IL TERROIR

 

È in questa contesto che l’Azienda coltiva i propri vigneti, che occupano i 35 ettari centrali della proprietà circondati da 80 ettari di bosco, realtà unica nel suo genere.

La nostra terra: il Carso

Il “Carso” è un altopiano che si eleva nella parte orientale della provincia di Gorizia che limita con un terreno di circa 5.400 ha. di superficie compreso tra il confine con la Slovenia il tratto terminale del Vipacco fino alla sua confluenza nell’Isonzo che contorna il paese di Sagrado e la linea ferroviaria che da questo si dirige a Trieste. Si tratta dell’ultima parte del vasto altopiano calcareo che si estende ai piedi del cordone montuoso che costeggia a sinistra la valle del Vipacco. Di tale cordone ricade nel “Carso goriziano” il primo rilievo nell’area Castelnuovo quota 145 e nel secondo rilievo sul monte San Michele che raggiunge quota 274 m.s.l.n. La localita’ Castelnuovo, e’ un terrazzo Carsico ai cui piedi l’Isonzo ha scavato il suo letto.

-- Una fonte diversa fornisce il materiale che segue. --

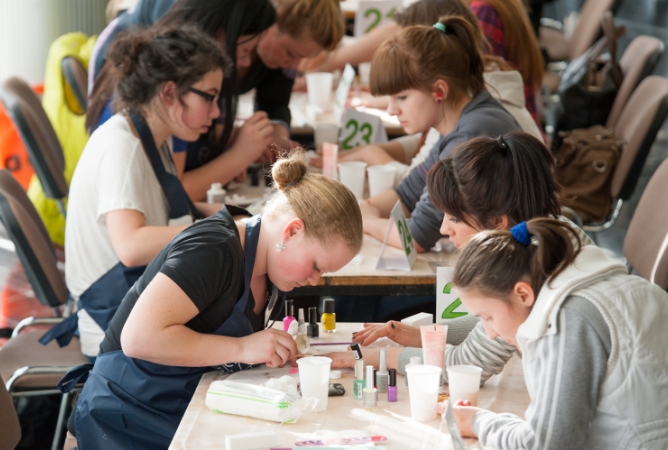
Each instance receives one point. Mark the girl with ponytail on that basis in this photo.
(592, 340)
(434, 77)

Sotto il profilo geologico esso si fa risalire al Cretaceo superiore ed è costituito prevalentemente di calcari. I prodotti del disfacimento del substrato calcareo trasportati dal vento lasciano infatti affiorare spesso la roccia madre impedendo la minima vegetazione. Dove questa ha potuto trattenersi formano orizzonti di spessore esiguo (20-30 cm.). Accumuli più profondi di tali terreni le così dette terre rosse carsiche si riscontrano solo in corrispondenza delle doline dove superano anche 1 metro di spessore. Distribuite senza una apparente legge queste doline costituiscono vere e proprie oasi nella desolazione del paesaggio. Oltre che in esso accumuli consistenti di terre rosse si riscontrano con particolare frequenza lungo il vallone di Doberdò tra Gabria e Sagrado quasi parallelamente al confine di Stato.

Caratteristica fondamentale delle ‘terre rosse’ è la straordinaria ricchezza di particelle colloidali e la scarsità di sabbia. Malgrado l’alto contenuto di argilla agli effetti agrari questi terreni sono da considerarsi leggeri e fortemente soggetti alla siccità. La relativa fertilità di questi terreni trova infatti un limite nella disponibilità di acqua e non già perchè scarseggiano le precipitazioni quanto per la permeabilità del sottosuolo.

I terreni per l’esiguità dello spessore non trattengono l’acqua non c’è capillarità non sono in grado di mantenere una vegetazione arborea rigogliosa. D’estate per il surriscaldamento delle rocce si verifica forte evaporazione. Si allontanano da questa tipologia generale le zone dove i terreni sono più profondi nelle doline e lungo il vallone che va fino a Sagrado.
Riferimento bibliografico : ( Claudio Fabbro VITI e VINI DEL FRIULI-Ducato dei Vini friulani 1977)

La coltivazione della vite in Friuli e nel "Carso"

Anche sotto il dominio di Roma la coltivazione della vite ebbe fortissimo incremento dopo che come narra Tito Livio il Senato Romano ebbe inviato ad Aquileia una colonia allo scopo di diffondere la viticoltura. E quanto i risultati siano stati brillanti lo testimoniano sia lo stesso Livio che Strabone quando cita Aquileia come uno dei massimi empori vinicoli.

Pure Plinio dovette restar ammirato dai nostri vini dal momento che ritenne giusto citare il “PUCINO” come un vino dalle virtù medicamentose; ed infine come se non bastasse si sa che lo stesso Cesare Augusto obbligato ad abitare insieme alla moglie Livia ad Aquileia si interessava alla coltivazione della vite. L’imperatrice Livia ammalata di anemia mediterranea riuscì ad arrivare all’età di 82 anni forse per merito del vino Pucinum che le veniva inviato in grandi anfore dalle lontane terre dalmate localizzate ad occidente della foce del Timavo che provenivano da Castel Pucino (oggi un rudere, chiamato Castelvecchio di Duino). Così raccontava Plinio Il Vecchio nell’ “Historie Naturalis”. Anche Rudolf Pichler storico della famiglia Della Torre di Valsassina, proprietari della tenuta di Sagrado, nel suo libro “Il Castello di Duino”, a pag. 67-68 raccontava il passo di Plinio il Vecchio e commentava dicendo che anche lui alla mensa della Castellana di Duino “Maria Teresa della Torre di Valsassina”, beveva di quell’antico vino Pucinum che veniva coltivato in un vigneto “un trar d’arcò di là discosto”. Riferendosi all’antico possedimento di Villa Veneta dei Della Torre Valsassina oggi chiamato Castelvecchio.